Начальник британского генерального штаба Уилсон записал в дневнике: «Уинстон полностью против большевиков, и он в этом вопросе выступает против Ллойда Джорджа». Черчилль потребовал посылки союзной армии, чтобы «восстановить прежде существовавшее положение и создать демократическое правительство». Он указывал, что «большевики представляют собой лишь небольшую часть населения, они будут удалены и потеряют значение в случае, если всеобщие выборы будут проведены под присмотром союзников». Выступая за активное противодействие большевистской революции, Черчилль стал все больше полагаться не на руководителей правящих либералов (признанным лидером которой был Ллойд Джордж), а на правую часть этой коалиции, на агрессивных консерваторов. Наиболее яркая фигура среди консерваторов – Бальфур сказал в эти дни Черчиллю: «Я восхищаюсь, насколько эмоционально вы подходите к определению истины». А премьер Ллойд Джордж смотрел на своего военного министра без особого одобрения – великий политик знал, что война сделала свое дело и английский народ ни при каких обстоятельствах не предпримет крестовый поход против новой российской власти. Англичане еще оплакивали 750 тысяч своих могил в Первой мировой войне.
* * *
Черчилль вступает в период, когда – между 44 и 48 своими годами – когда он молод и энергичен при уже большом жизненном и политическом опыте, он молод для министра, имеющего такой большой политический опыт. Он с охотой летает на самолете, хотя аварии одна за другой случаются с ним в эти годы. Он опекает создаваемые Королевские военно-воздушные силы как особый род войск.

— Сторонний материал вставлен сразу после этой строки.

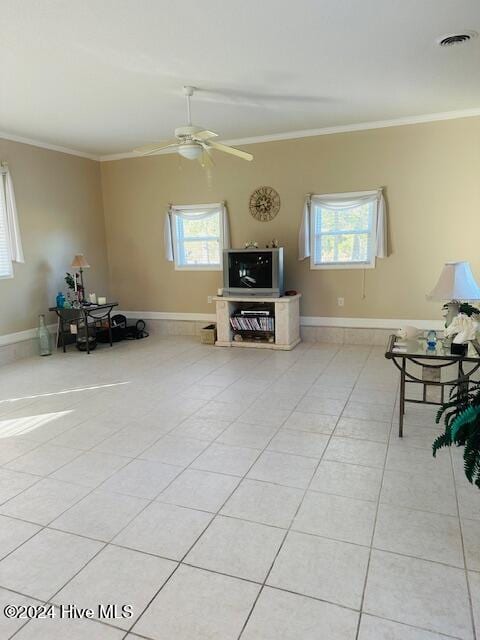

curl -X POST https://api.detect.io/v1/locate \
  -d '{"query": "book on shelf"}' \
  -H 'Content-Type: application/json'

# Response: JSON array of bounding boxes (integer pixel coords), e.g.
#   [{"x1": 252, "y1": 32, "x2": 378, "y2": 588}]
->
[{"x1": 230, "y1": 316, "x2": 275, "y2": 331}]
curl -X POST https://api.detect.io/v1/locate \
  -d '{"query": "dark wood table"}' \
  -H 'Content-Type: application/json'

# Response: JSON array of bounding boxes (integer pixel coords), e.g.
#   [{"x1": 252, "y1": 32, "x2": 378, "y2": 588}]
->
[
  {"x1": 49, "y1": 302, "x2": 118, "y2": 354},
  {"x1": 385, "y1": 335, "x2": 480, "y2": 438}
]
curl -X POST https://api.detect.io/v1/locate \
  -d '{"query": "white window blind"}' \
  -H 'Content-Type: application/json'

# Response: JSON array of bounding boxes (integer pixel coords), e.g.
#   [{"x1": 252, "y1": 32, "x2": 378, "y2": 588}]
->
[
  {"x1": 298, "y1": 189, "x2": 387, "y2": 269},
  {"x1": 165, "y1": 203, "x2": 229, "y2": 271},
  {"x1": 0, "y1": 174, "x2": 13, "y2": 278},
  {"x1": 313, "y1": 202, "x2": 375, "y2": 266},
  {"x1": 0, "y1": 162, "x2": 24, "y2": 278}
]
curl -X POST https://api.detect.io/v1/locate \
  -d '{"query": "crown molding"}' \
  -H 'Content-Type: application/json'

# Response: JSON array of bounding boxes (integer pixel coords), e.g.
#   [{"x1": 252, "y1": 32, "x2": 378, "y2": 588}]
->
[
  {"x1": 0, "y1": 107, "x2": 480, "y2": 162},
  {"x1": 0, "y1": 131, "x2": 100, "y2": 162},
  {"x1": 99, "y1": 107, "x2": 480, "y2": 162}
]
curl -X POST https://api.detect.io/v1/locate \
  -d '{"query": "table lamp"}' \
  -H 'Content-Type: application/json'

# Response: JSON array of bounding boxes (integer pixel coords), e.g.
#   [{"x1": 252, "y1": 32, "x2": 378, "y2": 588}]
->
[
  {"x1": 72, "y1": 253, "x2": 90, "y2": 294},
  {"x1": 427, "y1": 262, "x2": 480, "y2": 327}
]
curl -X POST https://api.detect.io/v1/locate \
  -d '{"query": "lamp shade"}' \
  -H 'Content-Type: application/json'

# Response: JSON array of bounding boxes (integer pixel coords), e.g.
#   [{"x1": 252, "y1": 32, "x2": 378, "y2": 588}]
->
[
  {"x1": 427, "y1": 262, "x2": 480, "y2": 301},
  {"x1": 72, "y1": 253, "x2": 90, "y2": 269}
]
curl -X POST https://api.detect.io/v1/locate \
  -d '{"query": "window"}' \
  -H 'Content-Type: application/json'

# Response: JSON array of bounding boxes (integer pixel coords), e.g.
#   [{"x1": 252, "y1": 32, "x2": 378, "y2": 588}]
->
[
  {"x1": 171, "y1": 205, "x2": 223, "y2": 271},
  {"x1": 310, "y1": 192, "x2": 378, "y2": 269},
  {"x1": 0, "y1": 182, "x2": 13, "y2": 278}
]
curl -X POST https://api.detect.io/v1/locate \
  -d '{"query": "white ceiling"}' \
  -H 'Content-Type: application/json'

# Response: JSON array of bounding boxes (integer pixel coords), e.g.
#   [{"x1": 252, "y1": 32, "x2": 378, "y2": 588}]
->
[{"x1": 0, "y1": 0, "x2": 480, "y2": 155}]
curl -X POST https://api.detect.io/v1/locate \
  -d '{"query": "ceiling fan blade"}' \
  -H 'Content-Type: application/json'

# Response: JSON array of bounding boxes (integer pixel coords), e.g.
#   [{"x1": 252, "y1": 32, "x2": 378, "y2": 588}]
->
[
  {"x1": 206, "y1": 141, "x2": 253, "y2": 161},
  {"x1": 194, "y1": 129, "x2": 218, "y2": 140},
  {"x1": 133, "y1": 138, "x2": 177, "y2": 154},
  {"x1": 142, "y1": 142, "x2": 179, "y2": 156}
]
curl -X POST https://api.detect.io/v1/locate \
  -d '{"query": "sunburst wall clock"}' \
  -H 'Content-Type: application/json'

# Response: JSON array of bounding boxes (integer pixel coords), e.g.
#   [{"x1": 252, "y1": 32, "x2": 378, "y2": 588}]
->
[{"x1": 249, "y1": 187, "x2": 280, "y2": 222}]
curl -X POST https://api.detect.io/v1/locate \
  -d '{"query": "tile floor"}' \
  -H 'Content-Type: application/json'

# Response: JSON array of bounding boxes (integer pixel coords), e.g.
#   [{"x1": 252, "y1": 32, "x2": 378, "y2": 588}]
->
[{"x1": 0, "y1": 337, "x2": 480, "y2": 640}]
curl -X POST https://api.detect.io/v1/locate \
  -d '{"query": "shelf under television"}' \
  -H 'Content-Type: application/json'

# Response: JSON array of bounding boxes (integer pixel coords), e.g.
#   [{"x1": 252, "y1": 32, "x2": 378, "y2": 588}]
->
[{"x1": 213, "y1": 294, "x2": 301, "y2": 351}]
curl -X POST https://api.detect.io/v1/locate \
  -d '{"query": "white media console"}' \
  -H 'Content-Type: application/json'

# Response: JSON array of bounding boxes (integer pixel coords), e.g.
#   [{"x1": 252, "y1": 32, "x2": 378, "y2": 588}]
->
[{"x1": 213, "y1": 294, "x2": 301, "y2": 351}]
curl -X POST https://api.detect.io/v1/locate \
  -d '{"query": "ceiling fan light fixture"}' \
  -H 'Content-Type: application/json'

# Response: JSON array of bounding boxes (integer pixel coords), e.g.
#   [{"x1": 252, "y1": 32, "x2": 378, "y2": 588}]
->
[{"x1": 177, "y1": 142, "x2": 203, "y2": 160}]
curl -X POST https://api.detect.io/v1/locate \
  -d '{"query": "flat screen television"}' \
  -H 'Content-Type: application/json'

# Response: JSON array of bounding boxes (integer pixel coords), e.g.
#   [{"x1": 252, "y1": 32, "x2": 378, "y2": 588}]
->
[{"x1": 223, "y1": 248, "x2": 284, "y2": 297}]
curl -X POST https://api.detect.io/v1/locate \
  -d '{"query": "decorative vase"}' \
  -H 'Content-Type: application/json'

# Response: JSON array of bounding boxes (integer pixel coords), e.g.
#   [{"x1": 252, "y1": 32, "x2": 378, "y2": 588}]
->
[{"x1": 38, "y1": 313, "x2": 52, "y2": 356}]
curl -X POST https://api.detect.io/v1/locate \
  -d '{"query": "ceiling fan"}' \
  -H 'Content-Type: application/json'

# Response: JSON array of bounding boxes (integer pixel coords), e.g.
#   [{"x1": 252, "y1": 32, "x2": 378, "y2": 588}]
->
[{"x1": 134, "y1": 86, "x2": 253, "y2": 167}]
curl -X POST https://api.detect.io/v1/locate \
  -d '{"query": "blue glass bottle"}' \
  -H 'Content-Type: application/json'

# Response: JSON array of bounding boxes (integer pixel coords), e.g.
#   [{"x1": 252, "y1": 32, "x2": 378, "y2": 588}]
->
[{"x1": 427, "y1": 329, "x2": 437, "y2": 351}]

Во время выборов, последовавших за окончанием второй мировой войны, едва ли не общим мнением было: «Немцы должны заплатить за все». Таково было настроение, с которым коалиция либералов и консерваторов в конце 1918 года пошла на выборы и победила. Черчилль был переизбран. Королевская комиссия пришла к заключению, что «прежде всего, благодаря восприимчивости, мужеству и энергии уважаемого Уинстона Черчилля, общая идея использования такого механизма ведения войны как танк была реализована в практической плоскости». Он показал свою исключительную работоспособность, он проявил немало мужества и неистощимую энергию. И пролетарский город Данди, где Черчилль шел в одном списке с профсоюзами, послал его в палату общин. Теперь он мог претендовать на самые высокие посты в правительстве. Лично он хотел бы вернуться в адмиралтейство. Премьер-министр Ллойд Джордж предложил ему военное министерство. Многие военные были против назначения Черчилля военным министром, считая его авантюристом, но Ллойд Джордж со своей стороны испытывал инстинктивное недоверие и неприязнь к профессиональным военным. В годы войны у него было немало столкновений с высшими британскими офицерами. Он не доверял их стратегии и много раз противопоставлял им собственные идеи. Премьер хотел видеть главою военного ведомства человека сходного темперамента.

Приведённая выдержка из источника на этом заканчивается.